We hosted our third annual Asia-Pacific Society Governance Workshop on 27-28 July 2019 at the Kowloon Shangri-La Hotel in Hong Kong with a total of 54 society leaders, society executives, and CFA Institute staff. We had the honour of inviting our renown Dr Judith MacCormick, fellow of the Australian Institute of Company Directors, as our facilitator for the workshop.
See below some highlights of the key learnings:
- Board members must always do a conscious effort to remain at the strategic level, and not to interfere with management. Judith’s key phrase for board members is to: “have your nose in, but your hands out of management”. Board members must be the river shore guiding the water flow, but not sailing the boat. I particularly love Judith’s idea that board members must have a “holiday mindset”, i.e.: issues that appeared pressing on our desk pre-holiday ended up being quite a benign matter post-holiday… this is exactly how board members should feel, i.e.: distant from the day-to-day operations so that they can think critically and emotionally-detached when they enter the boardroom.
- Likewise, it is important for executives to remember not to overwhelm board members with too much information that will refrain the board to reach the strategic level.

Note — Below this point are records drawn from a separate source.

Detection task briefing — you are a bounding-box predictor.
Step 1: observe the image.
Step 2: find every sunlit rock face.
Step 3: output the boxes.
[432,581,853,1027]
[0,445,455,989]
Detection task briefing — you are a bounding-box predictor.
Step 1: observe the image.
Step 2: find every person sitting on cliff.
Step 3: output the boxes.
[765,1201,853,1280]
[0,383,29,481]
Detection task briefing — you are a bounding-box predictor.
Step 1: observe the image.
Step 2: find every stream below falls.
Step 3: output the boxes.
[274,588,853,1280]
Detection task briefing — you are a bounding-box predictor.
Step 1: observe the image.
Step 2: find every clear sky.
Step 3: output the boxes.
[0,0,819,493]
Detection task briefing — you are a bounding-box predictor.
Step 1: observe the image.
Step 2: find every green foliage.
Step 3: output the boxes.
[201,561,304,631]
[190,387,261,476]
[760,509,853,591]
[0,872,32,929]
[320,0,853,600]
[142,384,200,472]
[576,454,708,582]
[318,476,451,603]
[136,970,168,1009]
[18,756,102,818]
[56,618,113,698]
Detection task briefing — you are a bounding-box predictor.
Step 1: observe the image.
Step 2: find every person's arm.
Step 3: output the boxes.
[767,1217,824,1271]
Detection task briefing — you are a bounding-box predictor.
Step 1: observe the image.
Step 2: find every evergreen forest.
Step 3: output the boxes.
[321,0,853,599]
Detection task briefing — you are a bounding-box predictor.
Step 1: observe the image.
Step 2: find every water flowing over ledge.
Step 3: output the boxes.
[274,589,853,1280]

Good management transforms information into insights and decision requests for the board and produces memos with a sharp focus, e.g.: for decision, for discussion, for information. For decision items should always be placed first into a board meeting to ensure the items will be addressed within time and when directors have the most energy.
- Executives should use the acronym “PACKO” when preparing board communications, e.g.: purpose, audience, context, key messages (maximum 3), and outcome. This will ensure a concise and impactful memo for board members to review. On the other hand, board members should use the “PESTLE” acronym, e.g.: political, economic, social, technology, legal, environment, aspects when reviewing proposal.

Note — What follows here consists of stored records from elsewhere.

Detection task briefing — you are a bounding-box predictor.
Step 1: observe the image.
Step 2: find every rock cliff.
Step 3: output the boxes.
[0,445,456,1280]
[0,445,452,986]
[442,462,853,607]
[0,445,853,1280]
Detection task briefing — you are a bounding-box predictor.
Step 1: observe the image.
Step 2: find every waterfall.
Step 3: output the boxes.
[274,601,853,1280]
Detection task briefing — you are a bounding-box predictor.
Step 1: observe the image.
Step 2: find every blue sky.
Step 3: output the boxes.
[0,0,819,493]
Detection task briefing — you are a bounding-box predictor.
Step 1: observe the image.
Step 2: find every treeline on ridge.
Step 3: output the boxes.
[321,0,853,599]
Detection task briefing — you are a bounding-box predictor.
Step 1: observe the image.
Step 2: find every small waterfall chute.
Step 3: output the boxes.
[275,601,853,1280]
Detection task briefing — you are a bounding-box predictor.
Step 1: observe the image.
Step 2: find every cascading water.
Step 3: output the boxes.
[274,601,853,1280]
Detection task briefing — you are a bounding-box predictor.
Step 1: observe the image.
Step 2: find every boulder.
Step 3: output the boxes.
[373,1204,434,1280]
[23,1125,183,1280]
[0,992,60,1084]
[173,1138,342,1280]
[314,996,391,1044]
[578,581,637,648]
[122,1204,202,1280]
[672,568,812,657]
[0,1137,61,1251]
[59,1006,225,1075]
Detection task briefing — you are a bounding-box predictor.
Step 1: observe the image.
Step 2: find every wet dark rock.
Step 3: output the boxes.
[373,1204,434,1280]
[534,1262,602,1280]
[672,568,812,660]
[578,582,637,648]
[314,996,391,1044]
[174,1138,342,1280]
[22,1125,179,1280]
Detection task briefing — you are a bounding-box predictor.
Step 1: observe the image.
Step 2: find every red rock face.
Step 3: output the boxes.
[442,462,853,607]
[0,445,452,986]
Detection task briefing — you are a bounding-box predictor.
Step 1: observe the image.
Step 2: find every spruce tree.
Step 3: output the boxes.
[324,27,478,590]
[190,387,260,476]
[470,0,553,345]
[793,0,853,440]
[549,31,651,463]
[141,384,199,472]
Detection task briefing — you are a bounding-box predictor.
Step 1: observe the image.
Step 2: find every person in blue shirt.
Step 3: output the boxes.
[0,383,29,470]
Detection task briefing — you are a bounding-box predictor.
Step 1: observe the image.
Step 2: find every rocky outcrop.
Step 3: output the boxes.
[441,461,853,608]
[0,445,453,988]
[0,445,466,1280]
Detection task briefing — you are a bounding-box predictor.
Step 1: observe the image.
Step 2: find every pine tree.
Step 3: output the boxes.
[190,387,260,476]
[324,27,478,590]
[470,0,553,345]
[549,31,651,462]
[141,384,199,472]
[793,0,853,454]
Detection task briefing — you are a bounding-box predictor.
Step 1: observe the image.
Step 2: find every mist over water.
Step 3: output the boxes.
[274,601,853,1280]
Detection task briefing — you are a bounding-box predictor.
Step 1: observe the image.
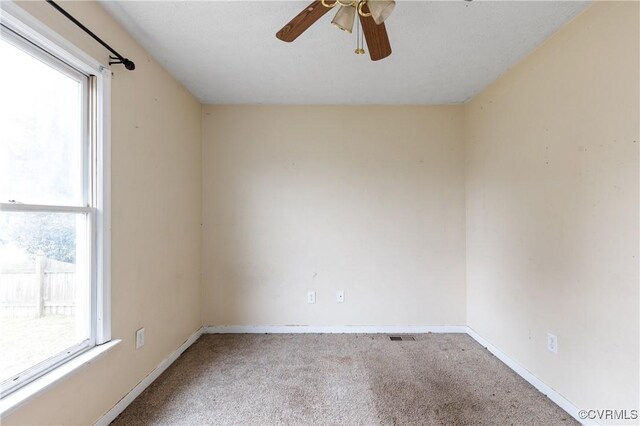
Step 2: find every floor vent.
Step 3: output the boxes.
[389,336,416,342]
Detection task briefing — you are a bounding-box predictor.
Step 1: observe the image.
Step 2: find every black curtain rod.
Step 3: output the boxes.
[47,0,136,71]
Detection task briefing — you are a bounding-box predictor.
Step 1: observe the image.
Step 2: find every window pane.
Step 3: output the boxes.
[0,212,91,382]
[0,35,83,205]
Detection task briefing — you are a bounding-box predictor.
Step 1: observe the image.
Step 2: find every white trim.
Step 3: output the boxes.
[204,325,467,334]
[0,0,105,73]
[89,325,584,426]
[467,327,599,425]
[0,1,111,400]
[94,67,111,343]
[0,203,95,213]
[95,327,203,426]
[0,340,121,419]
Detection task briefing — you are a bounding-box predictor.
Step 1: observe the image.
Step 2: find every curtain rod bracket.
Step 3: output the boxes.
[47,0,136,71]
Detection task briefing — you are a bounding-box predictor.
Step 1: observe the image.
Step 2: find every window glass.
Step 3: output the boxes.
[0,35,84,205]
[0,212,91,383]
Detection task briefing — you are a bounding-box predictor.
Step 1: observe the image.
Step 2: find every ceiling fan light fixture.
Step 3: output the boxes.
[367,0,396,25]
[331,6,356,34]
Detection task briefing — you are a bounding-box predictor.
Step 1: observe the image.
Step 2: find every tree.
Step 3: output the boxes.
[3,213,76,263]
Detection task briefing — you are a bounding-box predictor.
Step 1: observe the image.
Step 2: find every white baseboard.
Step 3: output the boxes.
[204,325,467,334]
[95,327,203,426]
[96,325,598,426]
[467,327,598,425]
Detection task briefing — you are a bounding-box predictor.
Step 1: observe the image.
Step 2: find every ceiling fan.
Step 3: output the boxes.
[276,0,396,61]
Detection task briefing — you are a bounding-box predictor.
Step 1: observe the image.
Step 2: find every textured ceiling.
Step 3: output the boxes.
[102,0,588,104]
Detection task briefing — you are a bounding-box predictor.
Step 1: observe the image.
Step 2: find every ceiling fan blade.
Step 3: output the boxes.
[358,4,391,61]
[276,0,330,43]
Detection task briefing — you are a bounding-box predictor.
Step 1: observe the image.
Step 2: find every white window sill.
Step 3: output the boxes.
[0,339,122,419]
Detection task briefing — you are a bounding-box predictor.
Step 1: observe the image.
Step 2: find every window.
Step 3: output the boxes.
[0,5,110,398]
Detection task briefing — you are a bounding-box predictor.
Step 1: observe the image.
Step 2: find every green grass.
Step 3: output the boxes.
[0,315,77,382]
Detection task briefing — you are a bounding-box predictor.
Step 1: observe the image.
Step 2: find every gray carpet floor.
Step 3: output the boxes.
[112,334,577,426]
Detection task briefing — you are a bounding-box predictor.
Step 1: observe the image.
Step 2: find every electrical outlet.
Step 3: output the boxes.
[136,327,144,349]
[547,333,558,354]
[307,291,316,303]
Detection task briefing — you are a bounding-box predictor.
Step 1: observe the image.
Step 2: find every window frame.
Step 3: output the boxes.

- There are two foundational behaviours board members must always have: a loud voice, and solid confidence. Everyone adds value when they speak up and the chair of the board is the custodian of the voice. Many people often say: “oh, it was a good board meeting, no questions were asked”. It should, in reality, be the contrary: “oh, what a good board meeting, the directors asked a lot of challenging questions. I thought I covered all aspects but it appears I have more to think about before proceeding”.
- Board members should always, before board meetings, go back to the review the organisational VMS, i.e.: vision, mission, and strategy. It should also review the organisational values. The VMS and the values will help ensure the board remains strategic and take decisions in line with these critical organisational components.

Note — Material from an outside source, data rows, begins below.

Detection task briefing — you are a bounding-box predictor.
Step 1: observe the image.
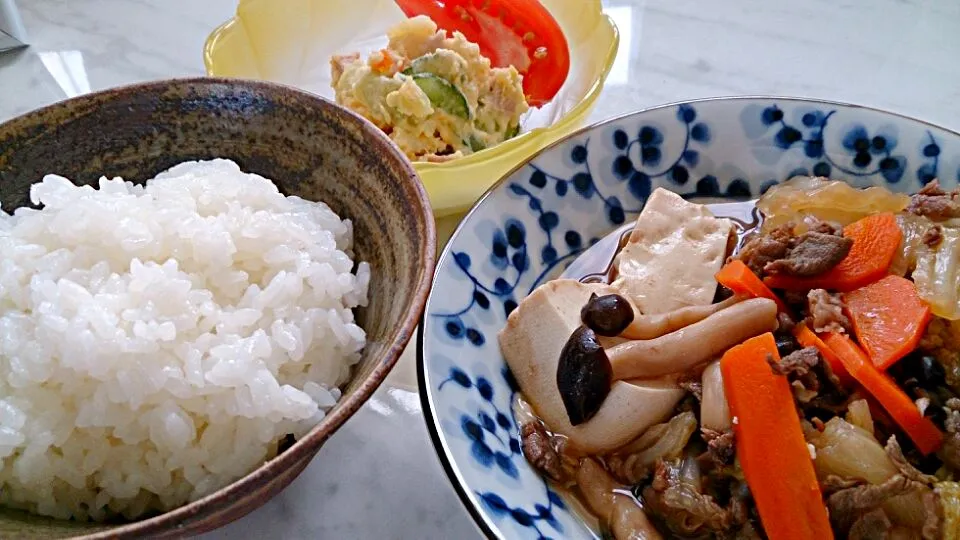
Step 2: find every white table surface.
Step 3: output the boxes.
[0,0,960,539]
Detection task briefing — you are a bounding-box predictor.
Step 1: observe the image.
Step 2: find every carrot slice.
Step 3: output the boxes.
[716,260,787,313]
[823,332,943,455]
[720,333,833,540]
[793,324,856,388]
[763,213,903,292]
[843,275,932,369]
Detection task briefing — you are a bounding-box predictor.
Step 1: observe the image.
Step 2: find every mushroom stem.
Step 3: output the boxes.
[607,298,777,380]
[576,458,663,540]
[619,296,744,339]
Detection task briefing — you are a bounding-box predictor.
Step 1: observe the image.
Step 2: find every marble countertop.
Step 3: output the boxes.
[0,0,960,539]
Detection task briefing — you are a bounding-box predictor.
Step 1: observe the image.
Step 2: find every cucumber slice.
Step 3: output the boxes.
[403,53,445,75]
[412,73,470,120]
[467,135,487,152]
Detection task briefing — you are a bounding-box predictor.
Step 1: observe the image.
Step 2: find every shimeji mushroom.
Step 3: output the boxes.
[500,280,777,452]
[606,298,777,380]
[499,280,684,453]
[580,293,744,339]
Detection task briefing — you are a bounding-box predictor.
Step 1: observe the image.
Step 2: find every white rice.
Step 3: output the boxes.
[0,160,370,520]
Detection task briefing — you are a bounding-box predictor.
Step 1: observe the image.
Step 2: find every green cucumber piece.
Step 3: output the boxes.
[467,135,487,152]
[412,73,470,120]
[403,53,444,75]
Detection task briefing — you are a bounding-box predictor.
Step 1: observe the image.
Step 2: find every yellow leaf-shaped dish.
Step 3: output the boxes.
[204,0,619,217]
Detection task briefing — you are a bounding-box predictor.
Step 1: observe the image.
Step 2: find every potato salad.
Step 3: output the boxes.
[330,16,529,162]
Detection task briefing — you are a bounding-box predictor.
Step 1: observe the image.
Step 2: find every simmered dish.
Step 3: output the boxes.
[330,15,529,161]
[499,178,960,540]
[0,160,370,521]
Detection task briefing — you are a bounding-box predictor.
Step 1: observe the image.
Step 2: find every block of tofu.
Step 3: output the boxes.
[613,188,733,314]
[499,279,684,453]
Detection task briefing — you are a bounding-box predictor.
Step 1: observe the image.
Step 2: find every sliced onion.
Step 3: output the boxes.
[700,360,731,431]
[809,418,897,484]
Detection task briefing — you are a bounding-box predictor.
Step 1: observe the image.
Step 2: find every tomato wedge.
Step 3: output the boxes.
[396,0,570,107]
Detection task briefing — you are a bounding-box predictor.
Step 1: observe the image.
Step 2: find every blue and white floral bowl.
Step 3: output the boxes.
[418,97,960,539]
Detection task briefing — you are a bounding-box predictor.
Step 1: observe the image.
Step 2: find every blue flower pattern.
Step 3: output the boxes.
[421,99,960,539]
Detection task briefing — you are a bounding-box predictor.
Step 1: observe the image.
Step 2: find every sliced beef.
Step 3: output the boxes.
[827,474,924,531]
[808,218,843,236]
[764,231,853,277]
[738,220,853,277]
[777,311,797,335]
[737,223,795,276]
[767,347,820,377]
[820,474,866,497]
[827,474,942,540]
[907,180,960,221]
[677,377,703,401]
[847,508,893,540]
[937,432,960,471]
[520,422,566,482]
[807,289,850,332]
[767,347,850,414]
[642,460,742,537]
[700,428,736,467]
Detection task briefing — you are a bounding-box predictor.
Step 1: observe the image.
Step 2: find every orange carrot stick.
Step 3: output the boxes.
[720,333,833,540]
[793,324,856,388]
[823,332,943,455]
[716,260,787,313]
[763,213,903,292]
[843,275,932,369]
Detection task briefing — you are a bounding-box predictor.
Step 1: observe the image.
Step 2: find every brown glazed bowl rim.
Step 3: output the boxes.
[0,77,437,540]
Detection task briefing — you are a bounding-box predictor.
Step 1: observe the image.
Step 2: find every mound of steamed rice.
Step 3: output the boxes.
[0,160,370,520]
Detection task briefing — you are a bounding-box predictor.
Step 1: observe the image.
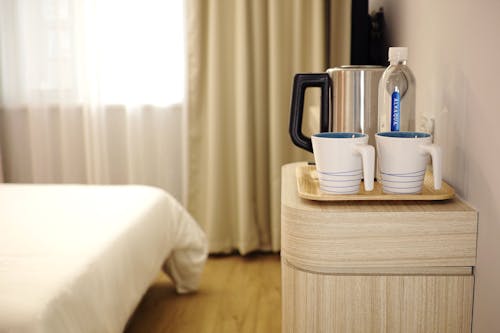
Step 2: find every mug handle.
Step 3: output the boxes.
[289,73,332,153]
[420,144,442,190]
[354,143,375,191]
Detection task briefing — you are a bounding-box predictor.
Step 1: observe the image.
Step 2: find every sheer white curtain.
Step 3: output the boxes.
[0,0,185,198]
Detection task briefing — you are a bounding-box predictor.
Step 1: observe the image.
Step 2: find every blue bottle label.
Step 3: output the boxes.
[391,89,401,132]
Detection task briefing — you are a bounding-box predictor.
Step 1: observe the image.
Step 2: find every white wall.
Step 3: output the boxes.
[371,0,500,333]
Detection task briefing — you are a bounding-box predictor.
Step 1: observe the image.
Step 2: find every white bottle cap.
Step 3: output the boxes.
[389,47,408,61]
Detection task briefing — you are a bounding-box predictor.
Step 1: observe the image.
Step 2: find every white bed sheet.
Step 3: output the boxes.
[0,184,207,333]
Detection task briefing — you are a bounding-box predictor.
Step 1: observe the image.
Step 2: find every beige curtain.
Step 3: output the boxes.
[186,0,350,254]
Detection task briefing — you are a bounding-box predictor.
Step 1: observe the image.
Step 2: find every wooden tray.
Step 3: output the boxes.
[296,165,455,201]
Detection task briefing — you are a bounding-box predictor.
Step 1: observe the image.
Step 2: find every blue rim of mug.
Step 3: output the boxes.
[377,132,431,139]
[313,132,366,139]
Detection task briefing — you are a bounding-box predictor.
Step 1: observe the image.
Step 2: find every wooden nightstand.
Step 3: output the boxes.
[281,163,477,333]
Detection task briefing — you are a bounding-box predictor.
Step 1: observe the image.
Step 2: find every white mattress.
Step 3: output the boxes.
[0,184,207,333]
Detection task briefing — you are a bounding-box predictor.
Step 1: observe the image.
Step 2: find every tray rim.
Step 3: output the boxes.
[295,164,455,201]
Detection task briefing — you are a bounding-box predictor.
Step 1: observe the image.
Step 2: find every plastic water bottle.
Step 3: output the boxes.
[378,47,416,132]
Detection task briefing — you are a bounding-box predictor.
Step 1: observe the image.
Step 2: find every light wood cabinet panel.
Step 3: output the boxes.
[282,262,474,333]
[281,163,477,333]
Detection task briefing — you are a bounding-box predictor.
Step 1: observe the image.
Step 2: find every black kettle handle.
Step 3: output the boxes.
[289,73,332,153]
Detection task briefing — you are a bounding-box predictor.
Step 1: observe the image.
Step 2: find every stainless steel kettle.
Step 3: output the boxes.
[289,66,385,152]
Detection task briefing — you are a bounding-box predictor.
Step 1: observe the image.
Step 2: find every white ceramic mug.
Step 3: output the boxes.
[311,132,375,194]
[375,132,442,194]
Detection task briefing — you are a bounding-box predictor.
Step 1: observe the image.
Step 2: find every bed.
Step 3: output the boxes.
[0,184,207,333]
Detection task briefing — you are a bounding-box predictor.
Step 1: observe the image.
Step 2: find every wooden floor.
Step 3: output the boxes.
[125,254,281,333]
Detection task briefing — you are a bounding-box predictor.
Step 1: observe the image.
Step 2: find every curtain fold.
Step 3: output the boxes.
[186,0,348,254]
[0,0,185,200]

- The world we live in is now VUCA (volatile, uncertain, complex, and ambiguous). It is therefore of utmost importance for today’s board members to have solid critical-thinking and to let go of their ego when making decisions.
- Board members are individually responsible for the group’s decisions. This is one of the utmost importance for directors to remember because if they are to disagree with a board decision, they ought to voice it given they are legally responsible for the board’s decisions, regardless if they were in favour of the decision or not.
- In the past, many non-for-profit boards were looking at for-profit boards for best practices and inspiration. Nowadays, it is the opposite, for-profit boards are looking at NFP boards for inspiration. It is demonstrated that NFP boards are better engaged because they fulfil two foundational human necessities: passion and purpose.
- The ideal board size is seven members. It is demonstrated by research that for any one additional or one lesser board membership, the effectiveness of the board diminishes/increases by 10%. There are, of course, some exception to the golden-7 rule, but it is to be kept as a target.
- Diversity on the board is a key component of organisational performance. Gender and cognitive diversity are the two most important elements. Nominating Committees should also be on the lookout for gender and cognitive diversity. Board member personality and questioning styles can be classified into six categories: objectives (board members asking about the objective of the endeavours; why are we doing this?), options (what could we do; have we surfaced all options?), process (what decision-making process will be used; what are the steps), facts (what facts are we relying on; what evidence), stakeholders (How will stakeholders feel about our decision; who are we impacting), and risks (what are the risks, what could go wrong).
- Other learnings include:
- The importance of always setting the agenda and best practices for taking minutes (such as doing an evaluation after every board meeting);
- Having a board self-assessment;
- Ensuring a Nominating Committee is mandated and set up nominees’ matrix to attract the desired future board members (one great idea includes having an “observership” programme for future leaders to attend the board meeting – with NDA and confidentiality agreements in place);
- Having director’s role descriptions;
- Having a systematic and thorough induction for board members and a “buddy system” and asking new board members to act as “consultant” for the board so that they can have a more explicit permission to be critical and provide feedback on their observations given their “newer eyes”;
Lastly, Judith left participants with a thinking questions: “As board members joining your CFA Society, are you going to be future takers, or future makers”? This left us to think of our personal contributions to society versus personal benefits of board directorships.